Data Model Meets World, Part VI: Design for Scalability
You’ve created an awesome data model, but can it handle success?
In this series of articles, I’m responding to a series of questions that I received from a reader of of my book Cassandra: The Definitive Guide, 2nd Edition (O’Reilly), who asked several questions about how the hotel data model presented in the book would work in practice.
Previously we’ve discussed how to navigate relationships between different data types, how to maintain the unique identity of data over time, how to reconcile your data model with your architecture, when to use a multi-model database approach, and how to extend your data models to support new queries.
In this post, we’ll discuss how the data modeling decisions you make both up front and over time affect your ability to maintain high performance as your system scales.
The moving target
Those of you who have built and maintained cloud-scale applications or other large enterprise systems will know that performance is a moving target.
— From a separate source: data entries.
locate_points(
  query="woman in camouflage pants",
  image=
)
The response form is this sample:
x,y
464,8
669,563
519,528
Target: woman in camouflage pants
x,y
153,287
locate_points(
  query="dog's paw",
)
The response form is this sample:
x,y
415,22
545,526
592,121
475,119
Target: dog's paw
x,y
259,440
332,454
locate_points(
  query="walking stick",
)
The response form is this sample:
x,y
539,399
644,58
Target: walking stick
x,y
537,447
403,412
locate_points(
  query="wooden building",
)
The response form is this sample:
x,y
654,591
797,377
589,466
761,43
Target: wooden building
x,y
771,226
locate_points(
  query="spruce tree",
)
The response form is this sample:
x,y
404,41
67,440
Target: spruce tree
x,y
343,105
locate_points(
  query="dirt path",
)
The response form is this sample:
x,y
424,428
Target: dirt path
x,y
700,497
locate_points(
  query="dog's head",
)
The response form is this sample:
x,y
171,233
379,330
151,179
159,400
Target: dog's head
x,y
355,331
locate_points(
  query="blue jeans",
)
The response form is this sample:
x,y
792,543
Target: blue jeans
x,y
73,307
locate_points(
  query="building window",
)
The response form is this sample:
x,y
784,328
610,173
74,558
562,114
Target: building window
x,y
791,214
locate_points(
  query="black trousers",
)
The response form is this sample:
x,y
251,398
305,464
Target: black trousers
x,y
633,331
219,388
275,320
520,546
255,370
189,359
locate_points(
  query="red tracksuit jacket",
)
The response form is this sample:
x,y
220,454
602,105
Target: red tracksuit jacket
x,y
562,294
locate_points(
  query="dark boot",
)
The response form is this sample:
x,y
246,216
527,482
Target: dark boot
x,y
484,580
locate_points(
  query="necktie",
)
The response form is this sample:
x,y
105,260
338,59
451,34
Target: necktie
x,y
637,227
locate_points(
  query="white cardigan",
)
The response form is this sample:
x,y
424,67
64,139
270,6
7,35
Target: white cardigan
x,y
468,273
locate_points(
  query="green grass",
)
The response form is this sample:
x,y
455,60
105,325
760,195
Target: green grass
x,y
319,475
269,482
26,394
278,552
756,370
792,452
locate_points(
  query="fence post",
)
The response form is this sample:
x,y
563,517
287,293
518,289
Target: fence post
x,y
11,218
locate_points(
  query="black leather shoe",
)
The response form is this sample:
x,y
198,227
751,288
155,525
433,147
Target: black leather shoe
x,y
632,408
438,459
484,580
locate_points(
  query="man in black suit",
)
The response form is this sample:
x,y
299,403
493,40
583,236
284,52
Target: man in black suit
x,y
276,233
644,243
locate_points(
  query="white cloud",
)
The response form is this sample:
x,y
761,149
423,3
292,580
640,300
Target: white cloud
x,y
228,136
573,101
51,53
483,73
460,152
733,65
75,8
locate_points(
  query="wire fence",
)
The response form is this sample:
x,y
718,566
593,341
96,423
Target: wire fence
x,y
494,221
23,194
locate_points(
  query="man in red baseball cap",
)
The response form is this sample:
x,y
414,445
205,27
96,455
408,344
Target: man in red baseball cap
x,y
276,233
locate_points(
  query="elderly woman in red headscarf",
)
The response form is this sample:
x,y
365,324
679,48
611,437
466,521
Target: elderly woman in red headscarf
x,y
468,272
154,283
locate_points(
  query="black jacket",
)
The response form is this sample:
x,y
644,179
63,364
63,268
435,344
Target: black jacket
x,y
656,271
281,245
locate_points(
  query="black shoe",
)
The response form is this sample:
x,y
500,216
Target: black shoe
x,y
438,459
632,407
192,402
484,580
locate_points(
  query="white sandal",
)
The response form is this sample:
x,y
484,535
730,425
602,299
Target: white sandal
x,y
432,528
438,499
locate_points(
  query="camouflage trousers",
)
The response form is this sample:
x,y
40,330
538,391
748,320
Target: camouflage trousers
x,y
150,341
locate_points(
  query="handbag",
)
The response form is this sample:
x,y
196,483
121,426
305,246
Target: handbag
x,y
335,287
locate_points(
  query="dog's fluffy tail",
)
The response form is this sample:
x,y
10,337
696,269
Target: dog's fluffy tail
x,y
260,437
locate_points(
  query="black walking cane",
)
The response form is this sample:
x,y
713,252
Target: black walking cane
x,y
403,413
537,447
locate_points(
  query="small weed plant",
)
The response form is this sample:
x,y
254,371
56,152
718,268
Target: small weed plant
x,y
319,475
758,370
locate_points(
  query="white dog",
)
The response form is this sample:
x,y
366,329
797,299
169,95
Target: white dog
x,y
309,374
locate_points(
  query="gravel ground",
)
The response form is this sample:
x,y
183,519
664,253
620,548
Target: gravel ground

We provision hardware based on expected traffic, building in tolerance for peak times. We may even take advantage of auto-scaling technologies to help offload the operational burden of scaling up and down, because we know the load on our system is going to change over time.
If our applications are successful, the load on them grows as we add new users, new features, and new integrations. We carefully instrument and monitor our applications for conformance to key metrics enshrined in service-level agreements (SLAs), because we know that the way our system responds over time is constantly changing. As each new performance challenge arises, we analyze and address it, either by adding capacity (less painful), or reworking key areas (more painful).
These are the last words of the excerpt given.